Where I break with Mr Williams is where he discusses the issue of taxing corporations. He writes that a corporation faced with a tax increase on its profits has three options: raise the price of its product (which essentially passes the tax on to its customer ... you); lower the dividends it pays to its investors (which could well be ... you); or lay off workers (which might mean the loss of a job ... yours). His main point is that "In each case, it is people, not some legal fiction called a corporation, who bear the burden of the tax."
Mr Williams was, of course, writing before the Supreme Court decided (in Citizens United v Federal Election Commission) that corporations are, in fact, people.

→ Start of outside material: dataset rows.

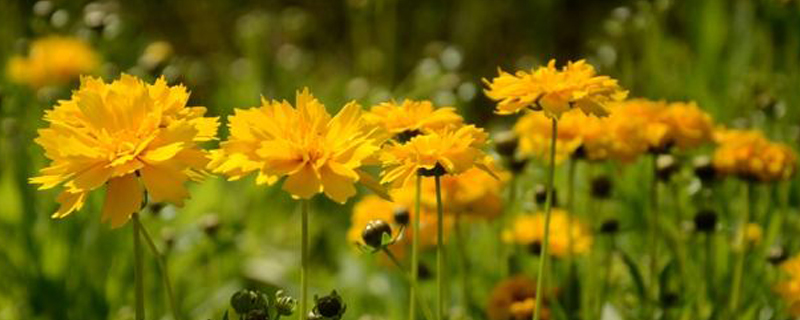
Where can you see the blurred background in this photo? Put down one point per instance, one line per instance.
(738, 59)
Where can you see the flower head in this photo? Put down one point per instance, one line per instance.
(554, 91)
(316, 152)
(53, 60)
(529, 230)
(128, 135)
(452, 150)
(749, 155)
(372, 208)
(515, 299)
(410, 118)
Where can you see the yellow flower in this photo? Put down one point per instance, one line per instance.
(128, 135)
(317, 153)
(472, 194)
(529, 230)
(52, 60)
(514, 299)
(411, 118)
(451, 150)
(749, 155)
(554, 91)
(689, 127)
(789, 288)
(663, 125)
(373, 207)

And Mr Williams clearly implies that economic ignorance means ignorance of conservative economic theories ... under which anything that interferes with the ability of a corporation to make maximum profits is bad.

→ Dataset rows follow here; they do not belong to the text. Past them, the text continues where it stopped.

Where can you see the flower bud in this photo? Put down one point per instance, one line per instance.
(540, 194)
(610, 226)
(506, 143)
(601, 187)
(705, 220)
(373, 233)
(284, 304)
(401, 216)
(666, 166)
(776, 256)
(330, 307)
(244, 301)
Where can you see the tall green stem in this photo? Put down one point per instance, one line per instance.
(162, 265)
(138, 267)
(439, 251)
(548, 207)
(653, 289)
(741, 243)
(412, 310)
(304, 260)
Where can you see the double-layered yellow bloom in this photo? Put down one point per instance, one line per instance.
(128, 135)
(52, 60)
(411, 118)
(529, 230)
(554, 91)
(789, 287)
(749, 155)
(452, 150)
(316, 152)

It's true that, ultimately, it's you and I who pay taxes, because we can't afford the reinforced battalions of high-powered lawyers and lobbyists who ensure that corporations and the very wealthy are legally protected from the burden of taxation. Is this fair? Well, of course it is, if you're a corporation (excuse me, a person) or a very wealthy individual. If you're a member of the struggling middle and lower classes, not so much.
And this gets back to my original wish ... that I better understood the ins and outs of economic theory - in both its liberal and conservative interpretations - so that I could more intelligently fine-tune my BS filter during this trying season.
Unfortunately, I'm stuck with the storehouse of information and experience I have now ... which allows loudly-shouting talking heads to give me a variation on the lecture I got from my four year-old granddaughter Leya this past weekend: she was upset because I couldn't see the gaping wound she thought was there on her utterly unscratched knee, and told me that "If you can't see that, Opa, you need to go to the hospital and get your brain fixed!"
All I can say is that it'll need a lot of fixing once the election is over...
Have a good day. More thoughts tomorrow.